To overcome these obstacles, patients have two options:

  • One option is having a living donor (often a close relative) give a part of their liver for transplant. This can be successful, but it carries risks for the donor.
  • Another option is to treat the patient first with chemotherapy and radiation. This is followed by a transplant when a liver becomes available. This has been done as part of a clinical trial in the past, and may become a standard treatment for perihilar bile duct cancer in the future.
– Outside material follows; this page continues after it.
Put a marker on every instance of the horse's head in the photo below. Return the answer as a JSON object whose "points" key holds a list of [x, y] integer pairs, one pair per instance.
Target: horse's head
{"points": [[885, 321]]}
Possible risks and side effects: Like other surgeries for bile duct cancer, a liver transplant is a major operation with potential risks (bleeding, infection, complications from anesthesia, etc.). But there are also some additional risks after this surgery. People who get a liver transplant have to be given drugs to help suppress their immune system and prevent them from rejecting the new organ. These drugs have their own risks and side effects, especially the risk of getting serious infections. Some of the drugs used to prevent rejection can also cause high blood pressure, high cholesterol, and diabetes, can weaken the bones and kidneys, and can lead to the development of another cancer. After a liver transplant, regular blood tests are important to check for signs of rejection. Sometimes liver biopsies are also taken to see if rejection is occurring and if the anti-rejection medicines need to be changed.

 


 

B. Palliative surgery:

This may be performed to relieve symptoms or treat (or even prevent) complications, such as blockage of the bile ducts. This type of surgery is performed when the tumor is too widespread to be completely removed. Palliative surgery is not expected to cure the cancer, but it can sometimes help someone feel better and sometimes can even help them live longer. Palliative surgery includes biliary bypass or inserting biliary stent

  • Biliary bypass: In some cases, a doctor may think that a cancer is resectable based on the information available (imaging tests, laparoscopy, etc.), but once surgery is started it becomes clear that the cancer is too advanced to be removed completely. At this point the surgeon may do a biliary bypass to allow the bile to flow into the intestines to reduce symptoms such as jaundice or itching. In this palliative procedure, the surgeon creates a bypass around the tumor blocking the bile duct by connecting part of the bile duct before the blockage with a part of the duct that lies past the blockage. Often, the gallbladder is used to provide some of the bypass.
  • Biliary stent or biliary catheter: If cancer is blocking the bile duct, the doctor may insert a small tube (called a stentor catheter) into the duct to help keep it open. This may be done as part of a cholangiography procedure such as percutaneous transhepatic cholangiography (PTC) or endoscopic retrograde cholangio-pancreatography (ERCP) or, in some cases, during surgery. A stent opens the duct to allow the bile to drain into the small intestine, while a catheter drains into a bag outside the body that can be emptied when needed. The stent or catheter may need to be replaced every few months if it becomes clogged and to reduce the risk of infection and gallbladder inflammation.
Radiation
Locoregional Therapy
Systemic Chemotherapy
Targeted Therapy
Immunotherapy
Palliative Therapy

Making treatment decisions

After cholangiocarcinoma is found and staged, your cancer care team will discuss your treatment options with you. It is important for you to take time and think about your choices. In choosing a treatment plan, there are some factors to consider:

The location and extent of the cancer

Whether the cancer is resectable (removable by surgery)

The likely side effects of treatment

Your overall health

The chances of curing the disease, extending life, or relieving symptoms

It is critical to seek a second opinion, particularly for an uncommon cancer like cholangiocarcinoma. A second opinion can provide more information and help you feel more confident about your chosen treatment plan.